To do justly, to love mercy

Maya Moore stepped away from basketball stardom to help prove an imprisoned man’s innocence.

The Jefferson City News-Tribune via AP/File
WNBA star Maya Moore, right, calls Jonathan Irons as supporters react to his overturned conviction in a 1997 burglary and assault case. He was freed from prison July 1, 2020, after years of work by Moore and other supporters.

Her T-shirt read “Do justice, love mercy, walk humbly” – three things God asks of His people in the Bible’s book of Micah.

When Jonathan Irons walked out of a prison in Jefferson City, Missouri, as a free man last week, Maya Moore couldn’t help but drop to her knees in gratitude. After becoming convinced of his innocence, Ms. Moore had spent years working to secure his release.

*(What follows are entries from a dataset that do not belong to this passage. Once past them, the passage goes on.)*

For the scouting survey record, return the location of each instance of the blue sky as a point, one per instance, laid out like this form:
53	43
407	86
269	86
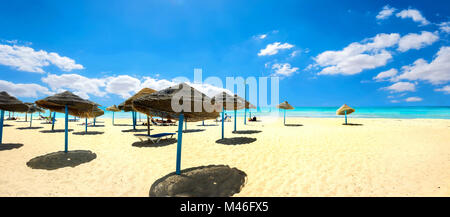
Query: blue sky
326	53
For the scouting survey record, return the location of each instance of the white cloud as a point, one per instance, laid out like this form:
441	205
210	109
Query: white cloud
413	99
272	49
416	41
445	89
284	69
123	85
385	75
23	90
80	85
435	72
414	14
401	87
445	27
357	57
386	12
27	59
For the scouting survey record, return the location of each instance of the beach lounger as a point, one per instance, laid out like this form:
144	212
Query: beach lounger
159	136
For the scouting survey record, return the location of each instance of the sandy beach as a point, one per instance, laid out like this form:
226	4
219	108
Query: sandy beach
314	157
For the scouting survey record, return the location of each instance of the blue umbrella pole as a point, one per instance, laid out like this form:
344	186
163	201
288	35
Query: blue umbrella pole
179	141
53	121
235	112
1	125
345	117
223	112
66	146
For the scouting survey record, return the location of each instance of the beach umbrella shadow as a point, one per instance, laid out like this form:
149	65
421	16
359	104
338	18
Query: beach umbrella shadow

Another factor added to the drama of the moment: Last year, while still in her prime, Ms. Moore had given up her career as a superstar in the Women’s National Basketball Association to devote her full attention to the case. 

She wasn’t someone who’d just had a brush with professional sports. Ms. Moore is a six-time WNBA All-Star and a former league MVP. As a member of the Minnesota Lynx she’d won four WNBA titles. That was on top of two national championships at the University of Connecticut and a gold medal playing for Team USA in the 2016 Olympic Games.

In 1998 Mr. Irons, at age 16, had been tried as an adult and found guilty of burglary and the nonfatal shooting of a man in his home. He had always professed his innocence, and only shaky evidence tied him to the scene. His conviction was overturned when it was shown that his defense had not been given access to fingerprint evidence that could have helped his case. After 22 years, Mr. Irons was finally free.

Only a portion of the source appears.